# Kitten classic, marbled tabby?silver smoke? Black?



## Zoe&Snowy (Jun 14, 2021)

Hi meet Zoe! When we first seen her she was really dark with ( what I thought at the time ghost markings) silver almost invisible marks. We been thinking she will be black or maybe black smoke. Now she getting more visible marks and darker back with two black stripes on her back. She is around 11-12 weeks now.
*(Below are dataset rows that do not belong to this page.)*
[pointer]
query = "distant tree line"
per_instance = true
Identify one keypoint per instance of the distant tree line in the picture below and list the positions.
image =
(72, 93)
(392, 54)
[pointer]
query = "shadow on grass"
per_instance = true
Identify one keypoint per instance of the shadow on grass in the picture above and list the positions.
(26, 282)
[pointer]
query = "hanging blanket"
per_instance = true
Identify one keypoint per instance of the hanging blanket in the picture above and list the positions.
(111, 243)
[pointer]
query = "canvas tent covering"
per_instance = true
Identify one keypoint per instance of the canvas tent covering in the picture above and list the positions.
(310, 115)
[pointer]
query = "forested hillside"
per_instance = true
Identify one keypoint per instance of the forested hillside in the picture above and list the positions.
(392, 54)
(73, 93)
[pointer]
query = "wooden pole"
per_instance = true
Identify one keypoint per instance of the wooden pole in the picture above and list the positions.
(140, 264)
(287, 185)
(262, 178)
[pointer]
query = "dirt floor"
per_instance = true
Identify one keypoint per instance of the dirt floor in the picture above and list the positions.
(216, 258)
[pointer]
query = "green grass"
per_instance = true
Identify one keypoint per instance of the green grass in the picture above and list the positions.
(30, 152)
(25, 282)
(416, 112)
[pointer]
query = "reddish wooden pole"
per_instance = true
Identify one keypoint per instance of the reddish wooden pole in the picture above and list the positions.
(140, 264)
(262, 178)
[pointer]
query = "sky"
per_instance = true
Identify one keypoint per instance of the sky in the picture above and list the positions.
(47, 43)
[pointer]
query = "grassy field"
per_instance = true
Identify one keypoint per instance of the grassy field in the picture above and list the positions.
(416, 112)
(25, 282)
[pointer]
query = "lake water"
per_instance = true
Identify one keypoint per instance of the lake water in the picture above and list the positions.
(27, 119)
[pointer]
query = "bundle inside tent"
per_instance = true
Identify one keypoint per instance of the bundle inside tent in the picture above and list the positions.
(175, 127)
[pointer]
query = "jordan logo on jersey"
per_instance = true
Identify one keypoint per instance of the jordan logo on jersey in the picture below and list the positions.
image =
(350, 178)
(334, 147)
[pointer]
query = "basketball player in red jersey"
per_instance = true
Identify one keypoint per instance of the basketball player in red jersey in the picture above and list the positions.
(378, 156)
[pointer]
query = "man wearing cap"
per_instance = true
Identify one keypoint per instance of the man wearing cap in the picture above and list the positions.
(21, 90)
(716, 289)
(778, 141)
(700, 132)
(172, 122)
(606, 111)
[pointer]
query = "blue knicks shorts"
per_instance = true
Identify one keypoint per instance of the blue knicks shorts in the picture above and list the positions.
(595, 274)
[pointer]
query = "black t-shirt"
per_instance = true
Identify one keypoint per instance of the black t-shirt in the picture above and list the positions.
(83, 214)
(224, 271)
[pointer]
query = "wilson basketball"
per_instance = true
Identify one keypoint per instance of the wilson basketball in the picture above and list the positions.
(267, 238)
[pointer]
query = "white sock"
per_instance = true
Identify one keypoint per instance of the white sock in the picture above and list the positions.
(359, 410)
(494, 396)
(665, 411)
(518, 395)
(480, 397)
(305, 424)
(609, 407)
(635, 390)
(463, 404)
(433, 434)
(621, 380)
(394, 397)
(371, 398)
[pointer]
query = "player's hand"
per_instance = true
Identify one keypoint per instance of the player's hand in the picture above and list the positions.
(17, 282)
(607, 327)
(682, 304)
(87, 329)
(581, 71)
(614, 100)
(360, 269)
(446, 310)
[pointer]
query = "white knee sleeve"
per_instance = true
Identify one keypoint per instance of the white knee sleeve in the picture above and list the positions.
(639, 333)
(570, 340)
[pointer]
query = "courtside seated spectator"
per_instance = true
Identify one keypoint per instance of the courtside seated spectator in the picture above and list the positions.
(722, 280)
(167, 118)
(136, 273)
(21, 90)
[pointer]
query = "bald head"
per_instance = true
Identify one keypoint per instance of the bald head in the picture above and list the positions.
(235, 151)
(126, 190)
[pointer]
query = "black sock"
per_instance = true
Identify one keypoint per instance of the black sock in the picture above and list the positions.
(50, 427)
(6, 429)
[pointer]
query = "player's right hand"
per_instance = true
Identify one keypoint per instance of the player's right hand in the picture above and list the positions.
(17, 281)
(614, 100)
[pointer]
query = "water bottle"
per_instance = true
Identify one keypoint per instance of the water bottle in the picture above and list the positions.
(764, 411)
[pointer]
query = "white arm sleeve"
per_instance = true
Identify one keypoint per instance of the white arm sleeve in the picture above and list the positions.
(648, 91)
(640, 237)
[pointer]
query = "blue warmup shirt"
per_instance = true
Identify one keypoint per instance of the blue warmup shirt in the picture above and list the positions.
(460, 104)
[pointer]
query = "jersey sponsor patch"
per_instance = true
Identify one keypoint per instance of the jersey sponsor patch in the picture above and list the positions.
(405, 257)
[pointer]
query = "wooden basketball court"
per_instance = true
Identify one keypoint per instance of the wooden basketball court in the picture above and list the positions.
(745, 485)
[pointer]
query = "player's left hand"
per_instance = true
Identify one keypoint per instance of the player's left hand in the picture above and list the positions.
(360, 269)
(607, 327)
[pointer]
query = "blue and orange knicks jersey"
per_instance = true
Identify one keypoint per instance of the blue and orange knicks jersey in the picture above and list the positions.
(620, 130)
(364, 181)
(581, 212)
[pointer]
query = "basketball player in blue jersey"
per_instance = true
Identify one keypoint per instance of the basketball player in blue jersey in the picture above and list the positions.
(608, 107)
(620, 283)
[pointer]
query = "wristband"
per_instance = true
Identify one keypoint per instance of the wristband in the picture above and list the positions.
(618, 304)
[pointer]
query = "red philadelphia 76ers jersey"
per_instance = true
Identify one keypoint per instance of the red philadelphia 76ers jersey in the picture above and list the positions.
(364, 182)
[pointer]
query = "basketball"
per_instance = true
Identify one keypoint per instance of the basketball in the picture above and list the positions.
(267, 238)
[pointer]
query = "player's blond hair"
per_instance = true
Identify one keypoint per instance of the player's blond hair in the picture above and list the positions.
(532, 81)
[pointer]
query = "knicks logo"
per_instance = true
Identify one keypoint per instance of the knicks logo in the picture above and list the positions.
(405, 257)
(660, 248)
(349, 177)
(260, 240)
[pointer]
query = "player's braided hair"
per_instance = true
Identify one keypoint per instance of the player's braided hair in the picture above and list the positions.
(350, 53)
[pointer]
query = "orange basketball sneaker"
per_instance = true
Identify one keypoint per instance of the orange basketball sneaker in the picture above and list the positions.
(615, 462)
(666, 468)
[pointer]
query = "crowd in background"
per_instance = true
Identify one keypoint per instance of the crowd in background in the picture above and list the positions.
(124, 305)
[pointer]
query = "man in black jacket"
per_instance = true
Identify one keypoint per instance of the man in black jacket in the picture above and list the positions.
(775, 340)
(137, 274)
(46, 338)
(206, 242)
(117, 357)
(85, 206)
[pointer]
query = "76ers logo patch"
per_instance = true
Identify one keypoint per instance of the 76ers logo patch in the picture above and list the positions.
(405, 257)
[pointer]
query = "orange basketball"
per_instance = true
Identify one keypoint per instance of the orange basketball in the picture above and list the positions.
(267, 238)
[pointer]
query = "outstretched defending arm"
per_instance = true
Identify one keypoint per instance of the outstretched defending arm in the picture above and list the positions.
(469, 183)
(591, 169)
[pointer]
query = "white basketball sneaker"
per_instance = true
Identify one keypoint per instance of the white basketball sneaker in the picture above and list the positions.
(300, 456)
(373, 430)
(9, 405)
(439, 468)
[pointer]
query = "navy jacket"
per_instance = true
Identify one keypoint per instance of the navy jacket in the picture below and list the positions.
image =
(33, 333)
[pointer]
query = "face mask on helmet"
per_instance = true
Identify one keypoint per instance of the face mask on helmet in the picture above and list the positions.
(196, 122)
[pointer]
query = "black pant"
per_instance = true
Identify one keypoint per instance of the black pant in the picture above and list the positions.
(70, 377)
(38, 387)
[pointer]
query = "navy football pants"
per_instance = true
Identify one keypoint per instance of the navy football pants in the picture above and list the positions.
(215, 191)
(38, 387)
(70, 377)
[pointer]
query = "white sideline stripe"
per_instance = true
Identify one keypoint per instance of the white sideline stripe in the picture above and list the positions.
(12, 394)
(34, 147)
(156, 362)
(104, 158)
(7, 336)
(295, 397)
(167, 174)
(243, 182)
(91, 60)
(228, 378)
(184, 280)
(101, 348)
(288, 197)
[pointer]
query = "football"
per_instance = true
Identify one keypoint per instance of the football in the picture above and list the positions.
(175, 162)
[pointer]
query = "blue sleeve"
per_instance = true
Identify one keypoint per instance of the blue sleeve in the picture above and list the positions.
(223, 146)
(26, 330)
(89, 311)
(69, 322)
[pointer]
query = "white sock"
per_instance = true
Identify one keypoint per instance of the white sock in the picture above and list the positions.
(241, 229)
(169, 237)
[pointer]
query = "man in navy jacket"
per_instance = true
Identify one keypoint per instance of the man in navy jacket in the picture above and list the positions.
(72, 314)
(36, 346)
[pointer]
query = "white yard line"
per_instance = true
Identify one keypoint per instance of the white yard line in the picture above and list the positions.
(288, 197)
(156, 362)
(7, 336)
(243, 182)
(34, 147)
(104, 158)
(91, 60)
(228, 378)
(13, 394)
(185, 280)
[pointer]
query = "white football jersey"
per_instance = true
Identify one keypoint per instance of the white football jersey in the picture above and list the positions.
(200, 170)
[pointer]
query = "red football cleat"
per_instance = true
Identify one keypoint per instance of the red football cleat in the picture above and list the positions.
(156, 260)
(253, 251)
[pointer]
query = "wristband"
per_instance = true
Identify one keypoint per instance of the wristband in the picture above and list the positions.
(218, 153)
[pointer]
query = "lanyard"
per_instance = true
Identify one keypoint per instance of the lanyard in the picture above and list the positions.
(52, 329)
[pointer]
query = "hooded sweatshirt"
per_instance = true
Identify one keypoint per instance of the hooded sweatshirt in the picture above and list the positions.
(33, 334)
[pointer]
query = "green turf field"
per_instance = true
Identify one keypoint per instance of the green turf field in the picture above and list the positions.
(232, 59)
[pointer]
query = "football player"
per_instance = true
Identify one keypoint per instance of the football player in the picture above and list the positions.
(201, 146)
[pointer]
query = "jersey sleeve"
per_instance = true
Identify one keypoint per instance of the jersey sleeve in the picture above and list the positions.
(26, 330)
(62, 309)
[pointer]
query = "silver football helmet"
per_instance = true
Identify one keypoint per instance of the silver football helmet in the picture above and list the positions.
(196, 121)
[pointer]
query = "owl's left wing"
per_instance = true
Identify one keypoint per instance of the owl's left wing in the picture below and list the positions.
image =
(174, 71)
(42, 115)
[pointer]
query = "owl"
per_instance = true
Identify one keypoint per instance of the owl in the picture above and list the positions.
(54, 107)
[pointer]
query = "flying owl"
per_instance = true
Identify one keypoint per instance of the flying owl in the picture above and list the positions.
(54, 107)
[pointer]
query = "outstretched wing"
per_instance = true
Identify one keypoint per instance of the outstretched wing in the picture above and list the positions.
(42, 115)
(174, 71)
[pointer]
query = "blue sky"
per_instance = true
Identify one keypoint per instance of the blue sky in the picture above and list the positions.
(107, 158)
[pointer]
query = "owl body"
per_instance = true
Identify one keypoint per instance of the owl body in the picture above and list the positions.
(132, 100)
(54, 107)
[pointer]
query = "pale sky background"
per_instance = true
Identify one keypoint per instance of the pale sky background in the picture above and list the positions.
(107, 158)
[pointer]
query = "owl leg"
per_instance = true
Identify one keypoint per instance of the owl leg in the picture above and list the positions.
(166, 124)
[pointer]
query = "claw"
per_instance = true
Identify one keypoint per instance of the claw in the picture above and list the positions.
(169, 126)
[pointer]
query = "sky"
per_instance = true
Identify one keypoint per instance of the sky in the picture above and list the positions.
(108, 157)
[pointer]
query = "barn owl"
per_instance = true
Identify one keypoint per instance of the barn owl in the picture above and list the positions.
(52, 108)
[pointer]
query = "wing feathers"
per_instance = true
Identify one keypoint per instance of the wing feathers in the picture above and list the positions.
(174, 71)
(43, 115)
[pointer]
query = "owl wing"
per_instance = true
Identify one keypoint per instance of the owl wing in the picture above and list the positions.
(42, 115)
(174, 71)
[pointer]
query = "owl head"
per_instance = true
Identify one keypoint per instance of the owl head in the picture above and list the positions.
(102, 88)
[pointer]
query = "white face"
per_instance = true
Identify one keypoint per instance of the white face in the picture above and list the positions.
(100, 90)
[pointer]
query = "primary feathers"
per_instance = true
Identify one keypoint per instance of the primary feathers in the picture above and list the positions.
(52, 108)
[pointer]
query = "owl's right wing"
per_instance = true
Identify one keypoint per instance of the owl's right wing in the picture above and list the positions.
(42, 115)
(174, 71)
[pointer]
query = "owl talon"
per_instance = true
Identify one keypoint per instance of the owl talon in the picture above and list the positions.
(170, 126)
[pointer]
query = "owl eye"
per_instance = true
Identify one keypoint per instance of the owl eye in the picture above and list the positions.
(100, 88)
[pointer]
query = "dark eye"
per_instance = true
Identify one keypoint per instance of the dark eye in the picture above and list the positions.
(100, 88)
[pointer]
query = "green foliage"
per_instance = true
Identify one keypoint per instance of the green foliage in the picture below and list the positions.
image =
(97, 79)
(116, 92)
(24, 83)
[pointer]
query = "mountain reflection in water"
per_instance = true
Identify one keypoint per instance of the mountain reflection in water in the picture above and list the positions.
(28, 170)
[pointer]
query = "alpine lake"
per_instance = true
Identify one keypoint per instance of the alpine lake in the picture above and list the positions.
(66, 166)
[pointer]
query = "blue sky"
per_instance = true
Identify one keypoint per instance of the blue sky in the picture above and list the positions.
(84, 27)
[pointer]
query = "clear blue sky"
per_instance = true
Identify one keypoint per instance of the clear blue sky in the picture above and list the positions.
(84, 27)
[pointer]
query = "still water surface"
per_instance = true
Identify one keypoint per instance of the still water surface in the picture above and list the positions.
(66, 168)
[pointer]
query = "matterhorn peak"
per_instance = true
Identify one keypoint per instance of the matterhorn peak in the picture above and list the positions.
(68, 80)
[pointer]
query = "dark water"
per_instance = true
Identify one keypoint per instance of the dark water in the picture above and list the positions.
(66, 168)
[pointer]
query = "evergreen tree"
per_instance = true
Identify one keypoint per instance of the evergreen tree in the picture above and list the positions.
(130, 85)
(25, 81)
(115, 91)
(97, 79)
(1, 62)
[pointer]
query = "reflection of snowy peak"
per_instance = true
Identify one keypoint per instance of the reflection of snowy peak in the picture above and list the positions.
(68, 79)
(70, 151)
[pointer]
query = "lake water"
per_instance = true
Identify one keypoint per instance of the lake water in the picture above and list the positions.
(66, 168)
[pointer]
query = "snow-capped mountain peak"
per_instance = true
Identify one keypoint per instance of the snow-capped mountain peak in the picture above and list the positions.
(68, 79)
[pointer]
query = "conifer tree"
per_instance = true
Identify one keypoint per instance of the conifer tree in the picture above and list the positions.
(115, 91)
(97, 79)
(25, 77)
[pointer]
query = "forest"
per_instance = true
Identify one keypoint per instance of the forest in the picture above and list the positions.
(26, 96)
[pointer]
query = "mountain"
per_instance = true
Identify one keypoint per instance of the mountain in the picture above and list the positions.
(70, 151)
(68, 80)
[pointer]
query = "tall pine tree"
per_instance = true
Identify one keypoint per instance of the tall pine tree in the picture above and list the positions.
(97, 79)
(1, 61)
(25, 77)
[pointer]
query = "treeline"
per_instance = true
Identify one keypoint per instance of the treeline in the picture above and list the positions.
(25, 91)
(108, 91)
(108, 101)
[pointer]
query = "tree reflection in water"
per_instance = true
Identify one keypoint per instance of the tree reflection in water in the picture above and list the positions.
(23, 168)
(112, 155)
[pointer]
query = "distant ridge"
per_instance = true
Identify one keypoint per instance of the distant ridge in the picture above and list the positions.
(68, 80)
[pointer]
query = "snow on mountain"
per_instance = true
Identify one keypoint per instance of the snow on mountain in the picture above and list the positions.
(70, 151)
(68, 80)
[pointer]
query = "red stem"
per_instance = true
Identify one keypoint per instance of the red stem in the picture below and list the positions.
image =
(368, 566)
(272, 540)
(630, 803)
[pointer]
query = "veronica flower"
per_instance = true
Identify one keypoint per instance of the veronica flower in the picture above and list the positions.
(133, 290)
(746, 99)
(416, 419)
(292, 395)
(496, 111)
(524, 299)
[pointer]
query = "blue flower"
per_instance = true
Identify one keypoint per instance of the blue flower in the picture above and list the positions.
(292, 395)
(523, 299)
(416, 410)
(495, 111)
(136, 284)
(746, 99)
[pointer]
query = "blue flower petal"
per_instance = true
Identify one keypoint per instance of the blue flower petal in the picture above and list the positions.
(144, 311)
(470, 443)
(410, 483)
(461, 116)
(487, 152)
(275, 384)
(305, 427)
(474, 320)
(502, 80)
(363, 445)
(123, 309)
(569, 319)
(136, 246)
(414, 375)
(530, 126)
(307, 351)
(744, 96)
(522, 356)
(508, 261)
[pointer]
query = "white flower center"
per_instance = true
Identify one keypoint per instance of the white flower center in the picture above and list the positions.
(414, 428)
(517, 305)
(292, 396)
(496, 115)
Can anyone have any idea how she can turn out in future?


----------



## Mosi (May 17, 2021)

Pretty kitty! My guess is that she will continue to lighten up as she gets older. I would call her a tabby, although in the photos I can't tell if she is silver or grey...if silver then it would be fair to call her a silver tabby.


----------



## Kitty827 (Sep 3, 2020)

I say black smoke. Black smoke marbled tabby. Wow, that's a mouthful! She is gorgeous! I love that second picture.


----------



## Zoe&Snowy (Jun 14, 2021)

Mosi said:


> Pretty kitty! My guess is that she will continue to lighten up as she gets older. I would call her a tabby, although in the photos I can't tell if she is silver or grey...if silver then it would be fair to call her a silver tabby.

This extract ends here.